The purpose of the summit is to bring together economic participants and experts so as to discuss strategies earmarked at improving the perception of Zimbabwe as a country.
The rationale is to then provide advice to authorities and recommend appropriate strategies.
According to Dr Keith Dinnie (Nation Branding; Concepts, Issues & Practice), a nation brand is defined as “the unique, multi-dimensional blend of elements that provide the nation with culturally grounded differentiation and relevance for all of its target audiences”.
A key take-way from the summit was the realisation that nations are making increasingly conscious efforts to hone their country branding in recognition of the need to fulfill three major objectives: to attract tourists, to stimulate inward investment and to boost exports.
Rwanda continues to be a classical case study given the progress it has made in terms of fighting corruption and improving the ease of doing business.
Rwanda is ranked as the second easiest place to do business in Africa by the World Bank and has been awarded for its leadership in tourism and competitiveness by the World Travel and Tourism Council (WTTC) and the World Economic Forum respectively.
Investors in Rwanda are able to register their businesses in only six hours! The country also became Arsenal’s first official sleeve partner through a £30m sponsorship deal, which is part of its drive to become a leading global tourist destination. The three-year deal will also see ‘Visit Rwanda’ become Arsenal’s official Tourism Partner.

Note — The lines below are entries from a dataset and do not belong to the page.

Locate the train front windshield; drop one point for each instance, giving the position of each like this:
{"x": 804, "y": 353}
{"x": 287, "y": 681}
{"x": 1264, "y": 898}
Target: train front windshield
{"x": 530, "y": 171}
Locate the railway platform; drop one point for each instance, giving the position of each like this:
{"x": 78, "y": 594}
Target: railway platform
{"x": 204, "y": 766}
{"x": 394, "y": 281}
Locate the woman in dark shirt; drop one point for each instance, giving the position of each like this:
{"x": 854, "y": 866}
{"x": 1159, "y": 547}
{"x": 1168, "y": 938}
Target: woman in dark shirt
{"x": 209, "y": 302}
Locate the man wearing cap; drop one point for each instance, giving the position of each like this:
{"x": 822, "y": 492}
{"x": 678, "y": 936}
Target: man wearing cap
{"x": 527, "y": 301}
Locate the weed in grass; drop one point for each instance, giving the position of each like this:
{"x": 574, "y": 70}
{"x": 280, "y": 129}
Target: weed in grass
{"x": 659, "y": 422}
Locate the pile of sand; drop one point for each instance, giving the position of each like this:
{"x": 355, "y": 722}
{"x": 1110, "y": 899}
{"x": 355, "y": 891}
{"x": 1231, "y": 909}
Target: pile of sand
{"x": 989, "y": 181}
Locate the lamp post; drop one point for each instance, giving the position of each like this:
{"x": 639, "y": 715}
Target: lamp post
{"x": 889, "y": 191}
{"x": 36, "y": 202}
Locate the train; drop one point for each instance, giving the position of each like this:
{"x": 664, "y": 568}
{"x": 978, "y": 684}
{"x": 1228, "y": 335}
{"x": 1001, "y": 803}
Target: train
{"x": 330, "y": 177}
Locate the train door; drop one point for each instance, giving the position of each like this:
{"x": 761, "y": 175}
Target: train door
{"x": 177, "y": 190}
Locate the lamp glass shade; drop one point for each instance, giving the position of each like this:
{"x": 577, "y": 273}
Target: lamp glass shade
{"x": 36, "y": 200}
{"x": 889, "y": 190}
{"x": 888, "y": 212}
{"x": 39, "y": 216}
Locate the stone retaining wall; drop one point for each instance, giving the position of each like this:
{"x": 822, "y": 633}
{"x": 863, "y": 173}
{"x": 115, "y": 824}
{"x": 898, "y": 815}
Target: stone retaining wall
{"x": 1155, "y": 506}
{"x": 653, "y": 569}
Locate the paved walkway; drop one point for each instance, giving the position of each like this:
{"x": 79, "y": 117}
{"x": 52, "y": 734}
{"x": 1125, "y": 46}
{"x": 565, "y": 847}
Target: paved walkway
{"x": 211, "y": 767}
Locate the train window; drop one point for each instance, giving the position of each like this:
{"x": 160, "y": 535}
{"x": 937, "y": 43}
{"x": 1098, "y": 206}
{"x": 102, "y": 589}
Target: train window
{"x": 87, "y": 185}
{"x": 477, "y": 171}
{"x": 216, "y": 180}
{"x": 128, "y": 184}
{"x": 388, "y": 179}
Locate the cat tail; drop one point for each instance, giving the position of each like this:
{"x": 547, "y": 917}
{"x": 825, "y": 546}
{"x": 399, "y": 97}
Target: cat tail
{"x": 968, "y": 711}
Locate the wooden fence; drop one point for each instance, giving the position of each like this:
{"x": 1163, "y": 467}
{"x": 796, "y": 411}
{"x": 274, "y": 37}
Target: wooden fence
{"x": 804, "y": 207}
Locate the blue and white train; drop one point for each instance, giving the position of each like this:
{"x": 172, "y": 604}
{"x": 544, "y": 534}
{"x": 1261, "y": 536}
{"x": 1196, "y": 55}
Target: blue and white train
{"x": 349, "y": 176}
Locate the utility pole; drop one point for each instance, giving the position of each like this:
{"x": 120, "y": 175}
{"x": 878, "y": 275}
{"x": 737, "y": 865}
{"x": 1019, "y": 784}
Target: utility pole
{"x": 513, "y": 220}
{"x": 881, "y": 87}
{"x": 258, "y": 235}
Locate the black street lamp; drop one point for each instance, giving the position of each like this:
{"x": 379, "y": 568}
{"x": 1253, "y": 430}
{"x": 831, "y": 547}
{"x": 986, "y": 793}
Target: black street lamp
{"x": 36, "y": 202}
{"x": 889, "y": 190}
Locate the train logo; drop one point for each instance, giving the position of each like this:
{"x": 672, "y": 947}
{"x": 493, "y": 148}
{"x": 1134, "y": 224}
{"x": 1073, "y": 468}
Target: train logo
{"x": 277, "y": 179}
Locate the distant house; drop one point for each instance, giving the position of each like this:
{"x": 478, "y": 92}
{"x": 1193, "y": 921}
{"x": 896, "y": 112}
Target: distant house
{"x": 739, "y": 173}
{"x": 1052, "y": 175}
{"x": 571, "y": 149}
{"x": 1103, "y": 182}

Our view is that in-order to attract tourists, portfolio and foreign direct investments, authorities in Zimbabwe will have to be “smart” and genuinely innovate specifically in the area of nation branding. International investors and tourists now possess a plethora of options!
On the tourism front, for example, there is need to develop a concrete Tourism Marketing plan – call it “Visit Zimbabwe” or “Buy Zimbabwe” – in order to boost the influx of international tourists. The marketing campaign should also include the restructuring and rebranding of the national airline which could mean privatisation and listing on the local bourse (ZSE).
This will help ease pressure on government resources, boost efficiencies and attract international tourists to strategic locations within Zimbabwe. Kenya Airways and Air Mauritius are great case studies.
There is need for government to understand that Zambia, Malawi and even South Africa are competing for the same share of the investor’s pocket. In other words, Zimbabwe’s economic demise has been – in a way – an advantage for other Southern African states.
Zimbabwe needs to do all the things every emerging nation has to do to attract foreign and regional partners in order to not just grow but survive in the new global economy. Corruption has been cited as the 3rd most problematic factor of doing business in Zimbabwe.
President Emmerson Mnangagwa has echoed the need to curb corruption. Investors will need to see more of his whip and crack down on chronic corruption that has dogged economic activity for decades.
More arrests, demotions of corrupt leaders, seizure of stolen or siphoned assets and a review of the land redistribution process will do the trick!
The country will also need to map out a clear vision, focus on its competitive advantages, improve the ease of doing business and more importantly, deal with policy inconsistencies.